Talking Points

It's not Russian propaganda to oppose Ukraine joining NATO

Some people in Washington are very upset that Sen. Josh Hawley (R-Mo.) doesn't think the United States should want Ukraine in NATO. This includes the White House, where Press Secretary Jen Psaki dismissed the lawmaker's concerns — that NATO membership would make the 100,000 thousand Russian troops along the Ukrainian border a much bigger U.S. problem than it is right now —  as "Russian misinformation" and "Russian talking points."

In another climate, this might be considered McCarthyism.
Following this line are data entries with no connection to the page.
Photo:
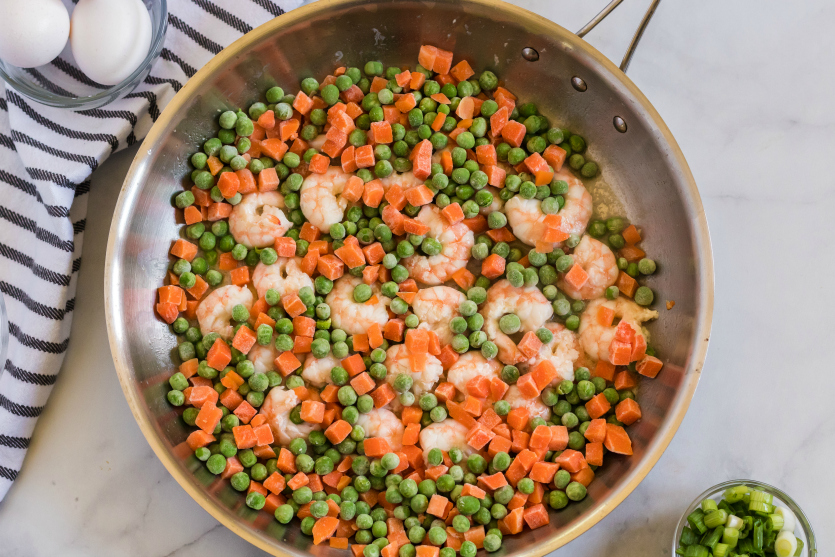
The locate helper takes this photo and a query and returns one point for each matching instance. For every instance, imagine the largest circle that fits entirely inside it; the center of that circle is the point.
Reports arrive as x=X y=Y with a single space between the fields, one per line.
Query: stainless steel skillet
x=644 y=175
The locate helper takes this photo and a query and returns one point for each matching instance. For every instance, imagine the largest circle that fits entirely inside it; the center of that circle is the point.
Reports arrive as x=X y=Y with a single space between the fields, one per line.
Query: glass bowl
x=805 y=532
x=61 y=84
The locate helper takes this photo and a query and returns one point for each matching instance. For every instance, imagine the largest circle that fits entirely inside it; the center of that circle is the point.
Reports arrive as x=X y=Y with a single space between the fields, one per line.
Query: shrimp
x=406 y=181
x=214 y=314
x=595 y=339
x=444 y=436
x=276 y=408
x=526 y=218
x=285 y=276
x=535 y=406
x=599 y=263
x=528 y=303
x=352 y=317
x=258 y=220
x=497 y=204
x=263 y=357
x=317 y=371
x=561 y=351
x=577 y=210
x=456 y=242
x=320 y=198
x=436 y=306
x=398 y=360
x=470 y=365
x=381 y=422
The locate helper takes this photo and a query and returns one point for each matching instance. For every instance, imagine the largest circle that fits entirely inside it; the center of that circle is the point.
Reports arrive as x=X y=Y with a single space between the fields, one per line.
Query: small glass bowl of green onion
x=744 y=518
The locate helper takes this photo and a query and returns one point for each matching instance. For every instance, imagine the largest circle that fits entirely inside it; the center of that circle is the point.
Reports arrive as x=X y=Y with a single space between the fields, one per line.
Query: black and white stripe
x=46 y=158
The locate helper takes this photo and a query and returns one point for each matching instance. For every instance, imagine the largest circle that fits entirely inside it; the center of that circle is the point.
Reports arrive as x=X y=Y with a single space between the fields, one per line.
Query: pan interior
x=644 y=177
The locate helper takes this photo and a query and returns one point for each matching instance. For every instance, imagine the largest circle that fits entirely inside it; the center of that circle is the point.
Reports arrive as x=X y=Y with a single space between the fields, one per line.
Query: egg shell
x=110 y=38
x=34 y=31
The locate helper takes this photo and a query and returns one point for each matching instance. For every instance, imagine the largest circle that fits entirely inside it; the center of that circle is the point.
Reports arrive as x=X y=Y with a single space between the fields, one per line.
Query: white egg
x=110 y=38
x=34 y=31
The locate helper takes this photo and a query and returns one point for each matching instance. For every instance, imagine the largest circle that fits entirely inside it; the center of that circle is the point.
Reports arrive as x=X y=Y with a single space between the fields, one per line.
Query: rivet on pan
x=530 y=54
x=579 y=84
x=620 y=124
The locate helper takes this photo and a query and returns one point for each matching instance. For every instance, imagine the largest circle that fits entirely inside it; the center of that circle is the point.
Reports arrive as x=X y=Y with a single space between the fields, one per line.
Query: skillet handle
x=627 y=57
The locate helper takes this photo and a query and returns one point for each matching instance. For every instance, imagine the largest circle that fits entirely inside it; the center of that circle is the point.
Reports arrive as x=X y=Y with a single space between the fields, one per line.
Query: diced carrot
x=513 y=133
x=427 y=551
x=244 y=437
x=631 y=235
x=596 y=432
x=286 y=462
x=571 y=460
x=628 y=411
x=518 y=418
x=536 y=516
x=499 y=120
x=228 y=184
x=312 y=411
x=239 y=276
x=493 y=266
x=208 y=417
x=498 y=388
x=594 y=454
x=303 y=103
x=192 y=214
x=598 y=406
x=462 y=71
x=520 y=440
x=514 y=521
x=478 y=437
x=364 y=156
x=649 y=366
x=263 y=433
x=527 y=386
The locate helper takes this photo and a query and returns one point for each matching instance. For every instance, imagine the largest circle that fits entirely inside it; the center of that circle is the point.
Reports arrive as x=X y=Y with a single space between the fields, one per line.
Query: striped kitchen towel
x=46 y=158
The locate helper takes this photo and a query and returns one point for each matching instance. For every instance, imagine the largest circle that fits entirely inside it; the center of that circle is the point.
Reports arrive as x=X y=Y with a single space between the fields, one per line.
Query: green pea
x=644 y=296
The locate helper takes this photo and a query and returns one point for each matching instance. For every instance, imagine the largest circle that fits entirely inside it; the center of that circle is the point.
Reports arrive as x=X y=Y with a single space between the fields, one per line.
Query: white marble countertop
x=746 y=88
Now it's just par for the course, part of nonsensical U.S. policy on Ukraine, which keeps the Eastern European nation in a weird limbo that guarantees neither U.S. defense of Ukraine nor peace for the United States.
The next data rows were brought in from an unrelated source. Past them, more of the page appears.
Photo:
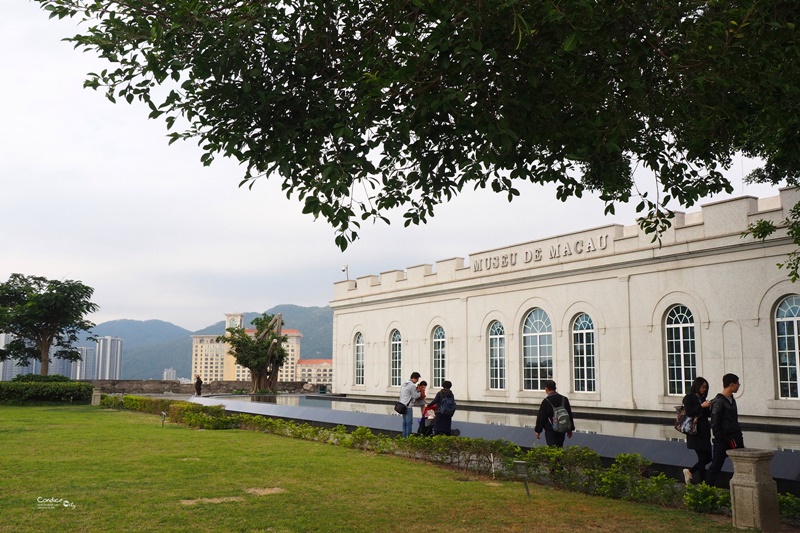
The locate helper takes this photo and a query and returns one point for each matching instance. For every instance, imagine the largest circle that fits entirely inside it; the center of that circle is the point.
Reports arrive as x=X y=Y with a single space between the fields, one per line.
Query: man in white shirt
x=408 y=394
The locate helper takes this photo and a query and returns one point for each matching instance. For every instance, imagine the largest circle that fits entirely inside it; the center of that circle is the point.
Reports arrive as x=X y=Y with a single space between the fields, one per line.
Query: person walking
x=445 y=405
x=544 y=420
x=696 y=404
x=724 y=426
x=409 y=392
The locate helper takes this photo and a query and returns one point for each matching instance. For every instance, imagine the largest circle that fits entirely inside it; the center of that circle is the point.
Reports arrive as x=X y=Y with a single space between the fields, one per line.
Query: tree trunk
x=44 y=352
x=259 y=380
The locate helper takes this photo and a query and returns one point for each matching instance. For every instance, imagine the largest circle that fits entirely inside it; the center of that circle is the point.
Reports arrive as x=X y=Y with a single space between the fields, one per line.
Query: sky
x=91 y=191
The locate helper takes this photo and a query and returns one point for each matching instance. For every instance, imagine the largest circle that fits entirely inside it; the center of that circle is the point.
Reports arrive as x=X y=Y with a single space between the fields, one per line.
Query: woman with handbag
x=697 y=405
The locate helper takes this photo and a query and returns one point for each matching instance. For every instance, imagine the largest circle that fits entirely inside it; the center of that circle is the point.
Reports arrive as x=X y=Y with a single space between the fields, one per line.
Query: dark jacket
x=693 y=405
x=546 y=412
x=441 y=423
x=724 y=417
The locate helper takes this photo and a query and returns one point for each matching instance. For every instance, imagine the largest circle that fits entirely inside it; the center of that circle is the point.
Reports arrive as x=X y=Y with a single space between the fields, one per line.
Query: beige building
x=211 y=360
x=619 y=322
x=315 y=371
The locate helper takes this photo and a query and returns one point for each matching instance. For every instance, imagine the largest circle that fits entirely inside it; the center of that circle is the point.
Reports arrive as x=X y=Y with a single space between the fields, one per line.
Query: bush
x=37 y=378
x=789 y=506
x=37 y=391
x=704 y=498
x=622 y=478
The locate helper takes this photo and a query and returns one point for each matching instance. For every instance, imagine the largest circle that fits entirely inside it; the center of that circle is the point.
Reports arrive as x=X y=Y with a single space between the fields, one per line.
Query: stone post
x=754 y=494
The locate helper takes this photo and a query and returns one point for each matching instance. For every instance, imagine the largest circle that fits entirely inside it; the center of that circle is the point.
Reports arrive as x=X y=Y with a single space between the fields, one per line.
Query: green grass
x=124 y=472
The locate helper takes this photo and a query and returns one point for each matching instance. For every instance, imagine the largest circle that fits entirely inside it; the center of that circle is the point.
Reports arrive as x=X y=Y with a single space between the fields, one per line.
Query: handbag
x=684 y=423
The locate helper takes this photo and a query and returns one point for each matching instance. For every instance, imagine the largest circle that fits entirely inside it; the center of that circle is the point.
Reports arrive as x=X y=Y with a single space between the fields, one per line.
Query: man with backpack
x=445 y=404
x=555 y=417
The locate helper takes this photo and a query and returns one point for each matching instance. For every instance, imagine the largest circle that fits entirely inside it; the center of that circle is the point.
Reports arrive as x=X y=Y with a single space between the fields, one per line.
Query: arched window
x=439 y=349
x=787 y=322
x=359 y=359
x=681 y=350
x=497 y=356
x=396 y=364
x=583 y=354
x=537 y=350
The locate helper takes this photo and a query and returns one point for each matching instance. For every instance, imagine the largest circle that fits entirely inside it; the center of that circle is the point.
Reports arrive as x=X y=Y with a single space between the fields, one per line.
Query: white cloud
x=91 y=191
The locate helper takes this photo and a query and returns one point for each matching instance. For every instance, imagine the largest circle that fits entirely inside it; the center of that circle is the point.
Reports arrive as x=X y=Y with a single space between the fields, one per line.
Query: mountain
x=151 y=346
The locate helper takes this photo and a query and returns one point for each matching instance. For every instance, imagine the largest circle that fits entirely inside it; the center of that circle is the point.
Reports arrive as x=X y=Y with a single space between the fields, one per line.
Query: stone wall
x=152 y=386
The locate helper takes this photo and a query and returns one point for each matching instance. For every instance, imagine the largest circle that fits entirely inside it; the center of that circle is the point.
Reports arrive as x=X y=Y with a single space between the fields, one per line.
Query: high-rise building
x=315 y=371
x=109 y=358
x=86 y=368
x=211 y=360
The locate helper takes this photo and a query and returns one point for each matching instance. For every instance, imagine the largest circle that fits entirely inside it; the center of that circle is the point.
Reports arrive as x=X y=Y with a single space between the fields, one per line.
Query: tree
x=40 y=314
x=262 y=353
x=363 y=107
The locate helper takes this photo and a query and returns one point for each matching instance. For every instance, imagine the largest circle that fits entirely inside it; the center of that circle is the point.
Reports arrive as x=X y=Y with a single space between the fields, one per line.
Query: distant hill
x=150 y=346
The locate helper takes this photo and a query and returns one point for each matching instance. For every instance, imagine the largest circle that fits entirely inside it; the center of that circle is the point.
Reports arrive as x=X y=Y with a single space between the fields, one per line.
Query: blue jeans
x=408 y=422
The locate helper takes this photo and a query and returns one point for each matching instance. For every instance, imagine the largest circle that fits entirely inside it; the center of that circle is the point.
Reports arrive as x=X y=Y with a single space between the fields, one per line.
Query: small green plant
x=789 y=506
x=38 y=378
x=704 y=498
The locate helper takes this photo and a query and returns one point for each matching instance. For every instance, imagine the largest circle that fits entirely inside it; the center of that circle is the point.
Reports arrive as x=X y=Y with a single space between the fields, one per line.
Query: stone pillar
x=754 y=494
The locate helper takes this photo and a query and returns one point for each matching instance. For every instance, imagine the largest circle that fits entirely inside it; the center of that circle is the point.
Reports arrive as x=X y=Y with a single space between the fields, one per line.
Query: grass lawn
x=112 y=471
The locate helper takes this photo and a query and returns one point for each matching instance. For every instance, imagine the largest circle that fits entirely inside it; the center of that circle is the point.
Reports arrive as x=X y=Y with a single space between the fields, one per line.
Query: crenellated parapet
x=717 y=224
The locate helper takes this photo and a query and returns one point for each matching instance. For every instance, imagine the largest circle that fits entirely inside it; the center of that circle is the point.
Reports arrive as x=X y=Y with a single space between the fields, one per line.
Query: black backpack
x=447 y=407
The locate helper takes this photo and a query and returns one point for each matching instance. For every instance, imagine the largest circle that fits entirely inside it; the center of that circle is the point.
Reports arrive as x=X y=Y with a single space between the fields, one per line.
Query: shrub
x=704 y=498
x=658 y=489
x=37 y=391
x=789 y=506
x=38 y=378
x=622 y=479
x=144 y=404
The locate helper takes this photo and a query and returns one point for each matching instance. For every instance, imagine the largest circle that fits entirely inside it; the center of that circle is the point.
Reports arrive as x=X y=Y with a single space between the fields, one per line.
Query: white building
x=109 y=358
x=211 y=360
x=315 y=371
x=618 y=321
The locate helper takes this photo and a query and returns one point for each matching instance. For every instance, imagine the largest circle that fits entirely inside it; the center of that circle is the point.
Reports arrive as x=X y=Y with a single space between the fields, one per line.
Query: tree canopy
x=40 y=314
x=364 y=107
x=260 y=352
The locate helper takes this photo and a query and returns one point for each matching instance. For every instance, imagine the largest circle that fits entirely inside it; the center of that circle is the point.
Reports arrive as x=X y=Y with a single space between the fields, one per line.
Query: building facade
x=315 y=371
x=618 y=321
x=211 y=360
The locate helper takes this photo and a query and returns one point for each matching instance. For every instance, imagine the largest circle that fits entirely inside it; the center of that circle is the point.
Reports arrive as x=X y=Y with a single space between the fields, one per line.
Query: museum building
x=618 y=321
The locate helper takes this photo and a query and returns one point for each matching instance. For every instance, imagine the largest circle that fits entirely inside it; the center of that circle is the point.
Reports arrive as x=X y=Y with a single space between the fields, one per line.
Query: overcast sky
x=92 y=192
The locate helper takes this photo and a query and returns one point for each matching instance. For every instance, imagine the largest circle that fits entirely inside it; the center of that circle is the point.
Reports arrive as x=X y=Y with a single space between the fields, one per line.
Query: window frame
x=358 y=363
x=497 y=355
x=788 y=386
x=395 y=358
x=584 y=354
x=537 y=337
x=439 y=355
x=680 y=334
"U.S. leaders insist on risking Ukraine now for the principle that we might defend it later," writes Defense Priorities' Ben Friedman, deploying U.S. forces to nearby nations though Ukraine is not a NATO member, as much of the foreign policy establishment would prefer, and we are not obligated to defend its borders from a Russian incursion. "Ending this absurd policy will do far more for Ukraine than stationing 3,000 troops in other countries," Friedman adds, to say nothing of being safer for the United States: Russia today is weaker than the old Soviet Union, which makes it less strategically important and a different kind of threat than it was during the Cold War, but it is still nuclear-armed. 

As for Hawley, he's no stranger to controversy. But weighing whether it advances any American national interest to take on a commitment to go to war over Ukraine is no hot take or wild conspiracy theory. Pledging ourselves to Ukraine would do more rather than less to make our peace and security dependent on Russian President Vladimir Putin's whim.

There are some marginal Putin fetishists on the right, and every anti-war movement contains voices who go too far in whitewashing the bad behavior of targeted foreign governments. But there's also rampant threat inflation among the real decision-makers in Washington and an inability to learn from the mistakes of the last two decades of futile wars, leaning on analogies to older conflicts instead.

However you label them, on this issue, Psaki is wrong, and Hawley is right: Admitting Ukraine into NATO would either be dangerous or reduce the alliance to a paper tiger at the expense of the American taxpayer — and, perhaps, the expense of our soldiers, too.